Promotion of international humanitarian law (IHL) 

The ICRC conducts sessions on the Law of Armed Conflict, the significance of the Red Cross/Red Crescent Emblems, the current activities of ICRC, and the importance of neutral and independent humanitarian action.

In January and February 2007, fifteen sessions were organized for 788 participants from the following groups:

  • Afghan National Army

  • Afghan National Auxiliary Police (ANAP)

  • religious groups

  • madrasas

  • government authorities.

Cooperation with the Afghan Red Crescent Society 

The ICRC supports the Afghan Red Crescent Society offices in Kandahar, Helmand, Zabul and Uruzgan.
  • The ICRC and ARCS have distributed emergency assistance kits to 992 conflict and flood-affected families during January and February 2007 in Uruzgan and Helmand provinces.

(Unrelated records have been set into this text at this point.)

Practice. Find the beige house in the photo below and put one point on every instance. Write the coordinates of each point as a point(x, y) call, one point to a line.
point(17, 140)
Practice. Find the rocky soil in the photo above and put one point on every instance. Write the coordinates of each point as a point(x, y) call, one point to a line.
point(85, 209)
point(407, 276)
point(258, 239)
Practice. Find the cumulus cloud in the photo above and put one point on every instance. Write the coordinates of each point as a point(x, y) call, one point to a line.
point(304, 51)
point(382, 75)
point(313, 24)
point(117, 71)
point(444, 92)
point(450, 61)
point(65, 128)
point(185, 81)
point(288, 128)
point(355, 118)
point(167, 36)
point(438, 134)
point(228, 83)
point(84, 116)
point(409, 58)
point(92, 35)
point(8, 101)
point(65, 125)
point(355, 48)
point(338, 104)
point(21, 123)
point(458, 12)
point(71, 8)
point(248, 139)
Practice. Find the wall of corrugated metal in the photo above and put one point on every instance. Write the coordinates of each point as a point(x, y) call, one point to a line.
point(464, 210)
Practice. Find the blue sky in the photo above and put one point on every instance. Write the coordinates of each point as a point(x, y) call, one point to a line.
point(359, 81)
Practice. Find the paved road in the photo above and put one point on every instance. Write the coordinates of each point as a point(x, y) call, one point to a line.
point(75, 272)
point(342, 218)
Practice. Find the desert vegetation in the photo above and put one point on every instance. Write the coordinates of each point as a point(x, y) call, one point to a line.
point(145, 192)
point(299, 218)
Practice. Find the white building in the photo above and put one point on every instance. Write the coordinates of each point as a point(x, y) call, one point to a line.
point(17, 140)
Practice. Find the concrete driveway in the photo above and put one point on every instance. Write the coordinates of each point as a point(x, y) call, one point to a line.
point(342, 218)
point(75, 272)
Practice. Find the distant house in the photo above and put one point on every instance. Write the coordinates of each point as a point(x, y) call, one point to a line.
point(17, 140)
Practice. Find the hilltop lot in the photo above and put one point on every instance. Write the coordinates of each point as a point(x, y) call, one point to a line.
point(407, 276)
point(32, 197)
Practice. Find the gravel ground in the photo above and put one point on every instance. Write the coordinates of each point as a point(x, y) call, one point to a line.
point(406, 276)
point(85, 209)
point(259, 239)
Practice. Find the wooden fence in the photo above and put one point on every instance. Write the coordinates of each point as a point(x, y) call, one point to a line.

  • financially supports the ARCS;

  • supports the CBFA network;

  • supports 3 health clinics (BPHS);

  • supports 30 Vocational Training Programs;

  • supports 27 Food For Work projects, mainly concerned with Kariez repair and construction.

 The ICRC has been present in Afghanistan since 1986 and in Kandahar since 1996. Its main delegation is in Kabul, with sub-delegations in Herat, Kandahar, Mazar-i-Sharif and Jalalabad. There are ICRC offices in Gulbahar, Kunduz, Faiz Abad and Bamyan. With 58 expatriate and 1,127 national staff, the Afghanistan mission is one of the ICRC's largest operations worldwide.